Nextflow is a reactive workflow framework and a programming DSL that eases writing computational pipelines with complex data
Software Category: tools

For detailed information, visit the Nextflow website.

Available Versions

The current installation of Nextflow incorporates the most popular packages. To find the available versions and learn how to load them, run:

module spider nextflow

The output of the command shows the available Nextflow module versions.

For detailed information about a particular Nextflow module, including how to load the module, run the module spider command with the module’s full version label. For example:

module spider nextflow/25.04.6

Module	Version	Module Load Command
nextflow	25.04.6	module load nextflow/25.04.6

Nextflow workflow:

Nextflow is a workflow management system used to create reproducible and scalable data analyses
Workflows are written in Groovy and can be deployed in parallel on the HPC system
Workflows can be executed with modules or containerized environments: Conda or Apptainer

Nextflow processes:

Snakemake DAG

Snakemake follows the GNU Make paradigm
Workflows are defined in processes
Dependencies between the rules are determined automatically, creating a DAG (directed acyclic graph) of jobs that can be parallelized

nextflow.config file:

Config files are generally for

params: workflow parameters (like input filenames, paths, job settings) processes to define global or process-specific options, or profiles.
process: additional processes specifying global and/or per-process settings, software environments, and job settings
profile:


params {
    reads   = 'sample1.fastq'
    adapter = 'AACCGGTT'
    ref     = 'GCF_000005845.2_ASM584v2_genomic.fna'
    outdir  = 'results'
}

process {
    executor = 'slurm'
    queue = 'standard'
    clusterOptions = '--account=my-hpc-allocation'

    withName: CUTADAPT {
        cpus = 2
        time = '4h'
        mem = '8 GB'
        beforeScript = '''
        module purge
        module load cutadapt
        '''
    }

    withName: BWA_ALIGN {
        cpus = 2
        time = '4h'
        mem = '8 GB'
        beforeScript = '''
        module purge
        module load bwa
        module load samtools
        '''
    }

    withName: FREEBAYES {
        cpus = 2
        time = '4h'
        mem = '8 GB'
        beforeScript = '''
        module purge
        module load freebayes
        '''
    }
}

main.nf:

The main.nf contains the processes of your workflow (the steps)
Your workflow will determine the order of the processes in order to create that output
Each process generally has at least a script, input, output consists of 3 required parts: the input files, the output files, and the shell (command)
Below is an example of a process to align sequences using hisat.
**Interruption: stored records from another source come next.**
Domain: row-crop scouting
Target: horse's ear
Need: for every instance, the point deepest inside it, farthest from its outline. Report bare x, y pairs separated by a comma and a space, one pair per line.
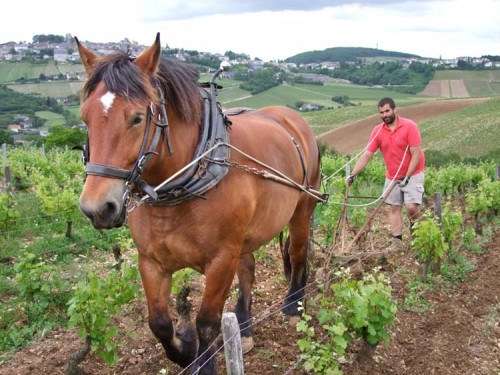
88, 57
148, 60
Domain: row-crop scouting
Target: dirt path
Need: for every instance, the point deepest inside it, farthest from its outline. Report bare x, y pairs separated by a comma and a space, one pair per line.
353, 137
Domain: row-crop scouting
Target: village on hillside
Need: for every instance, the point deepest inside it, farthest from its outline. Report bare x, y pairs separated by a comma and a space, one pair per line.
66, 52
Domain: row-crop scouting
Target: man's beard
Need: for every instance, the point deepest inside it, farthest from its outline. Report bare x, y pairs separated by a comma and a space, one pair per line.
389, 120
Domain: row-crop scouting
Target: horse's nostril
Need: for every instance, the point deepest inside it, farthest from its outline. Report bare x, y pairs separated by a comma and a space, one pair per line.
109, 210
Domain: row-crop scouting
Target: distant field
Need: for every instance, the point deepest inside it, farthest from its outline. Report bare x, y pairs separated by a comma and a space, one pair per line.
471, 131
51, 117
469, 127
54, 89
457, 83
289, 95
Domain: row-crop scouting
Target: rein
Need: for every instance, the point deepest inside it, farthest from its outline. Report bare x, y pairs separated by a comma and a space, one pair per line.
134, 176
205, 171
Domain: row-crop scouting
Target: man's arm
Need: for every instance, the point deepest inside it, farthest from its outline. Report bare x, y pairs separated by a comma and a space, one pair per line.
360, 165
415, 153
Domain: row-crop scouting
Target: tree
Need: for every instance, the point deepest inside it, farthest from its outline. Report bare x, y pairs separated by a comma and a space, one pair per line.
6, 137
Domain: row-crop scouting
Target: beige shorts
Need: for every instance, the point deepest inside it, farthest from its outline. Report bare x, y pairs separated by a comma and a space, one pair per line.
411, 193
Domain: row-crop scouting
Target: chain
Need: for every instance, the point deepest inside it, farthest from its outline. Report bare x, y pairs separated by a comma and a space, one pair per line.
245, 168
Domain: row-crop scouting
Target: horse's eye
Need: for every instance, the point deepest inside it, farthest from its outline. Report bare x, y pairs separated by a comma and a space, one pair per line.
137, 120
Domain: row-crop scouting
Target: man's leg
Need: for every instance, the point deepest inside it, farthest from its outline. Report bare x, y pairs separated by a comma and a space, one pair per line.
396, 220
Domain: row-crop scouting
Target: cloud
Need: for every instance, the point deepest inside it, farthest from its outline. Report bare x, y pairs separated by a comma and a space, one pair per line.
187, 9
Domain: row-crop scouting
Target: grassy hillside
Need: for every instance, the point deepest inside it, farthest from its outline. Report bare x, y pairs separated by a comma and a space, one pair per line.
344, 54
288, 95
53, 89
469, 132
478, 83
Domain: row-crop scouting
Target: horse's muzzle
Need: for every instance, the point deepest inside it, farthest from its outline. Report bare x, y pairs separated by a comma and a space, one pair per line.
106, 211
106, 216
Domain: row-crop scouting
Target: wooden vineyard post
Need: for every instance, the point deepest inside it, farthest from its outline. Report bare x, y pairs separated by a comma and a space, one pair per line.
232, 344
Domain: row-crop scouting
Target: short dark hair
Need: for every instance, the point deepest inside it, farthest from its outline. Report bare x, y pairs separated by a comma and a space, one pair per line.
385, 101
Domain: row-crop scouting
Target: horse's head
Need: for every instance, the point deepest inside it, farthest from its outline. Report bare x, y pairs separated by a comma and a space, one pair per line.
117, 101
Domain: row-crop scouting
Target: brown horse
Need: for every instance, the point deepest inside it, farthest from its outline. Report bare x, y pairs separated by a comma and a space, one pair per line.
201, 188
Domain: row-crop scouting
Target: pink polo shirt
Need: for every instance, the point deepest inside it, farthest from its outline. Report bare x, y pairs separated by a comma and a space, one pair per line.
393, 145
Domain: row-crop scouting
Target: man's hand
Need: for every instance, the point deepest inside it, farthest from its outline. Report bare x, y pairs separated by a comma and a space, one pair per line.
350, 179
403, 181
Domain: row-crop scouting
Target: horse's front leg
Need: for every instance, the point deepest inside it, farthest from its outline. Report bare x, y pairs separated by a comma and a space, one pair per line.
296, 250
243, 309
219, 276
180, 346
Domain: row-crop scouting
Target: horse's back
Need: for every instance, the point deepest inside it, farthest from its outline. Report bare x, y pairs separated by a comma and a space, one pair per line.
280, 135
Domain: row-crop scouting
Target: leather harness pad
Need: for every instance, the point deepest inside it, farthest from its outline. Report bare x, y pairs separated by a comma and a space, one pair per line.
209, 171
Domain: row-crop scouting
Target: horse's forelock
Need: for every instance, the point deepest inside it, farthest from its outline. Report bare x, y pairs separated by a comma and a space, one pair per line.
121, 77
179, 82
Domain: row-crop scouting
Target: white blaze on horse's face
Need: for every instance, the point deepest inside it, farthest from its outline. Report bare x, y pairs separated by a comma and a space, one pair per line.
107, 101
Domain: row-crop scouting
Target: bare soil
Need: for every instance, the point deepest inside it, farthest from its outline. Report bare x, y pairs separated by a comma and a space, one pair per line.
458, 334
353, 137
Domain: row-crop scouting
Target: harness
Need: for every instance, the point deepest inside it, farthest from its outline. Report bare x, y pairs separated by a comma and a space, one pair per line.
210, 163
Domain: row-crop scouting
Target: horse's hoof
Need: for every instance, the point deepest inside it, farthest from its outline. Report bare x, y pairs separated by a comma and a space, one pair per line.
294, 320
246, 344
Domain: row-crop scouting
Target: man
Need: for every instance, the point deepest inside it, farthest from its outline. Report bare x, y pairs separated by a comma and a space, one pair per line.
399, 140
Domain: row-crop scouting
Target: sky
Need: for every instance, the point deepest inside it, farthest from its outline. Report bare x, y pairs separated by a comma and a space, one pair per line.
268, 29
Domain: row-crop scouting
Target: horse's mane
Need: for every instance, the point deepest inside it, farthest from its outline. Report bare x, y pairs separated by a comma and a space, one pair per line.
178, 80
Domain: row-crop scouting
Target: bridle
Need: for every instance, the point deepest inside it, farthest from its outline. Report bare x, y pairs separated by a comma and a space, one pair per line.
133, 177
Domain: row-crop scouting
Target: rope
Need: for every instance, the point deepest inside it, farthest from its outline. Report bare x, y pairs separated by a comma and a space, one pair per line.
278, 176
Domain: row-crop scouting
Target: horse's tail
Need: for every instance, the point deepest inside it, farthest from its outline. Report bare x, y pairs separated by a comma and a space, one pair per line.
284, 248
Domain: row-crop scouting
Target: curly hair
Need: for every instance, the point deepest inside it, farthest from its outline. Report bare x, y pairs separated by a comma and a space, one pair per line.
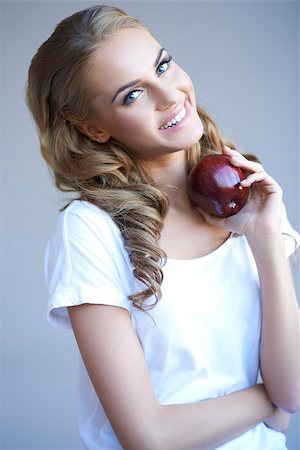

The log and threads options are optional, but included for reference
The target output is a gene count matrix in a csv format

process CUTADAPT {

    publishDir params.outdir, mode: 'copy'

    input:
    path reads

    output:
    path "${reads.simpleName}_trimmed.fastq"

    script:
    """
    cutadapt -a ${params.adapter} -o ${reads.simpleName}_trimmed.fastq $reads
    """
}

process BWA_ALIGN {

    publishDir params.outdir, mode: 'copy'

    input:
    path reads
    path ref

    output:
    path "${reads.simpleName}.bam"

    script:
    """
    bwa index $ref
    bwa mem $ref $reads | samtools sort -o ${reads.simpleName}.bam
    """
}

process FREEBAYES {

    publishDir params.outdir, mode: 'copy'

    input:
    path bam
    path ref

    output:
    path "${bam.simpleName}.vcf"

    script:
    """
    freebayes -f $ref $bam > ${bam.simpleName}.vcf
    """
}

workflow {
    reads_ch = Channel.fromPath(params.reads, checkIfExists: true)
    ref_ch   = Channel.fromPath(params.ref, checkIfExists: true)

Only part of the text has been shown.